Black Hat Pulls Talk on Breaking Tor Privacy Network

 
 
By Sean Michael Kerner  |  Posted 2014-07-23 Email Print this article Print
 
 
 
 
 
 
 
privacy

Controversy once again lands at a Black Hat security conference, as a talk on Tor has been pulled from this year's Black Hat USA event.

Part of the allure of the Black Hat USA security conference is hackers talking about and demonstrating dangerous things. Over the years, however, the conference has faced more than its fair share of controversy with vendor threats and pulled talks, and the upcoming 2014 event that gets started on Aug. 2 will be no exception.

A talk scheduled for the Black Hat USA 2014 event on the Tor anonymous network has been pulled from the conference. The talk, titled "You Don't Have to Be the NSA to Break Tor: Deanonymizing Users on a Budget," was set to be delivered by CERT/Carnegie Mellon researcher Alexander Volynkin.

In a statement, the Black Hat conference noted that it was informed by the legal counsel for the Software Engineering Institute (SEI) and Carnegie Mellon University that the Tor talk needed to be pulled.

"Unfortunately, Mr. Volynkin will not be able to speak at the conference since the materials that he would be speaking about have not yet been approved by CMU/SEI for public release," Black Hat noted in its statement.

For its part, the Tor Project is claiming that it did not ask for the talk to be pulled from the Black Hat event. Roger Dingledine, one of the original developers of Tor, stated in a Tor mailing list posting that the project had questions for the CERT and Volynkin about his presentation.

"We did (and still do) have questions for the presenter and for CERT about some aspects of the research, but we had no idea the talk would be pulled before the announcement was made," Dingledine wrote.

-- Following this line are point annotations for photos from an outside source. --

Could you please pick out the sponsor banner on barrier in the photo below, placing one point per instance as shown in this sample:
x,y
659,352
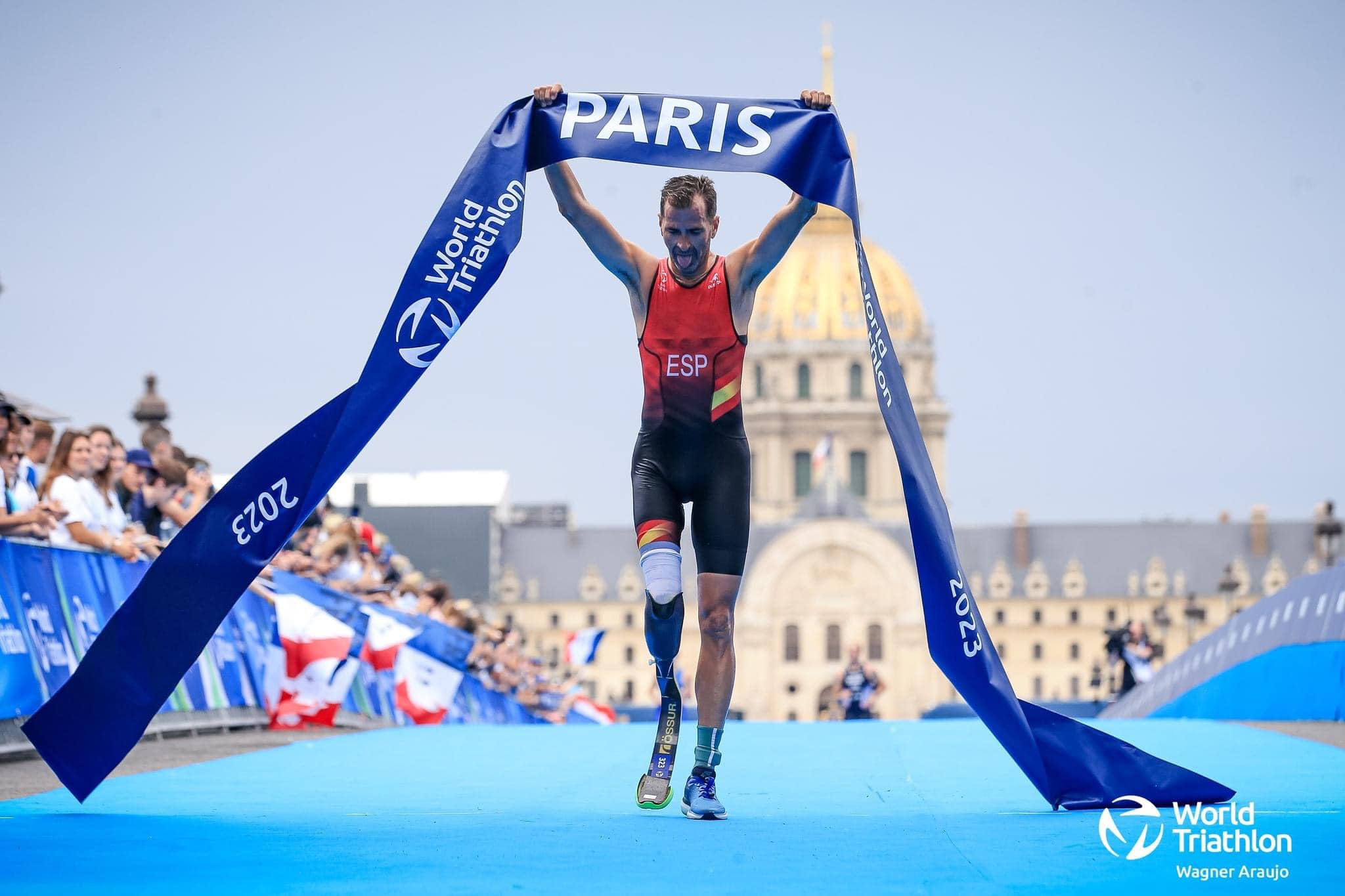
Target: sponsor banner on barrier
x,y
54,602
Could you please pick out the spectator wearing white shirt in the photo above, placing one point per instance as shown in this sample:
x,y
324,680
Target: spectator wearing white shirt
x,y
105,469
66,482
37,452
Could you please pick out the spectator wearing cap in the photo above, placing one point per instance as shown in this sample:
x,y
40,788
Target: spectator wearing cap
x,y
34,461
186,503
139,471
155,501
20,515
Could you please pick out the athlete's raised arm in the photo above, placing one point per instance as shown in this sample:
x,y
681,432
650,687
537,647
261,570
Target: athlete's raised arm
x,y
619,255
759,257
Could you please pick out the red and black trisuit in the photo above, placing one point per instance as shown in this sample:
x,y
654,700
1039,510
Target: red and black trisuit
x,y
692,445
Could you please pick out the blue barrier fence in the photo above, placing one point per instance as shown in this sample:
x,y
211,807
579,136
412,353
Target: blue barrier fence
x,y
1283,657
54,602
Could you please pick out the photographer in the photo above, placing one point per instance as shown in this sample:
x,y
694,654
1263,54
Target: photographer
x,y
1130,647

Dingledine added that the Tor Project was informally shown some materials from the talk but did not receive any slides on what would actually be presented. Overall, Dingledine stressed that the Tor Project encourages researchers to work with them to help find and disclose attacks about the network.

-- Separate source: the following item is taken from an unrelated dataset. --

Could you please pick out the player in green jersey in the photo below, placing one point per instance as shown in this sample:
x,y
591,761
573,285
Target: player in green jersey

"Researchers who have told us about bugs in the past have found us pretty helpful in fixing issues, and generally positive to work with," Dingledine wrote.

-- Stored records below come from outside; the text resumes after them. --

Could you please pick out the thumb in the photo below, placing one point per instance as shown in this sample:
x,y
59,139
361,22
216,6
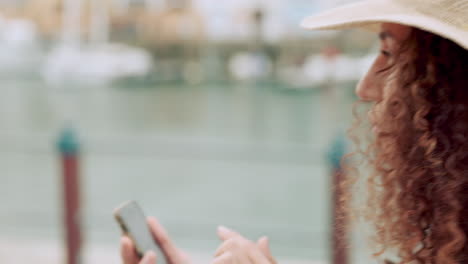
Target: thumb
x,y
264,246
149,258
225,233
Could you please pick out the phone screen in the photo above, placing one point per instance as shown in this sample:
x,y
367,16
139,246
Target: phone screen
x,y
133,223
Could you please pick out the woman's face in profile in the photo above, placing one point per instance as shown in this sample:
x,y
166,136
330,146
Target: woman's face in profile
x,y
373,88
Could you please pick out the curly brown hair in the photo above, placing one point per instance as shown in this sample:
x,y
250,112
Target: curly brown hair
x,y
418,182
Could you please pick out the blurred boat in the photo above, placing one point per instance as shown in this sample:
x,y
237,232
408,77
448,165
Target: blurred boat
x,y
20,52
95,60
97,64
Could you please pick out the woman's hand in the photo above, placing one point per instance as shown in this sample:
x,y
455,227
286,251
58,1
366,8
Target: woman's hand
x,y
172,254
236,249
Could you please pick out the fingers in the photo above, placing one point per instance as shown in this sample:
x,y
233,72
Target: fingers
x,y
240,250
225,233
160,235
127,250
149,258
225,258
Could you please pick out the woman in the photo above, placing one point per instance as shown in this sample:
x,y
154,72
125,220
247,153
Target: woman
x,y
419,153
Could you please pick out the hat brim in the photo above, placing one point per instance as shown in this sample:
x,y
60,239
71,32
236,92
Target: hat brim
x,y
371,13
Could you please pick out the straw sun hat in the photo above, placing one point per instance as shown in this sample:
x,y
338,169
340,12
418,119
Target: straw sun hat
x,y
446,18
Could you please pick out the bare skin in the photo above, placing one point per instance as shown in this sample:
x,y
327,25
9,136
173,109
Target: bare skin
x,y
236,249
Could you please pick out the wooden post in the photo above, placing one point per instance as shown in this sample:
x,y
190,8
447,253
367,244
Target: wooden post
x,y
68,147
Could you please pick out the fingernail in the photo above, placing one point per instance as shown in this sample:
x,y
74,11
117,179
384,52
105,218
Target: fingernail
x,y
149,258
223,229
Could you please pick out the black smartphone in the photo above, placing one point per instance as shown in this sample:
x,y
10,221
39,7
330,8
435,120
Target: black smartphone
x,y
133,223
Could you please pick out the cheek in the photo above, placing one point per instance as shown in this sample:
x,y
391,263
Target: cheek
x,y
370,87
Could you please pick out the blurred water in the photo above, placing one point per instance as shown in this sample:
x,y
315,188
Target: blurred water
x,y
249,157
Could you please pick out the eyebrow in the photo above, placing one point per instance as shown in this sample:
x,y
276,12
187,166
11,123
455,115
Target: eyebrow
x,y
384,35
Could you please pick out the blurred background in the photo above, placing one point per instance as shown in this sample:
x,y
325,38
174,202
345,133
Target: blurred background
x,y
206,112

Not all researchers publicly disclose flaws to Tor. Among them is the U.S National Security Agency (NSA), which allegedly has been trying to find its way into the Tor network. In October 2013, documents from NSA whistleblower Edward Snowden revealed that the NSA is targeting Tor and has efforts under way to try to deanonymize users.

The Tor talk cancellation at Black Hat 2014 is the latest in a list of sessions that have been canceled at the security event over the years. Back in 2005, Cisco filed a lawsuit against security researcher Michael Lynn to prevent him from presenting research at Black Hat. In 2009, Juniper Networks pulled a talk from researcher Barnaby Jack on hacking into ATMs. Jack ended up presenting his ATM talk in 2010.

Also in 2010, a talk was pulled that was intended to shed light on China's cyber-army. In 2014, information on the Chinese Army's participation in cyber-espionage is already well-known, with the U.S Justice Department recently announcing an indictment against five members of the Chinese People's Liberation Army (PLA).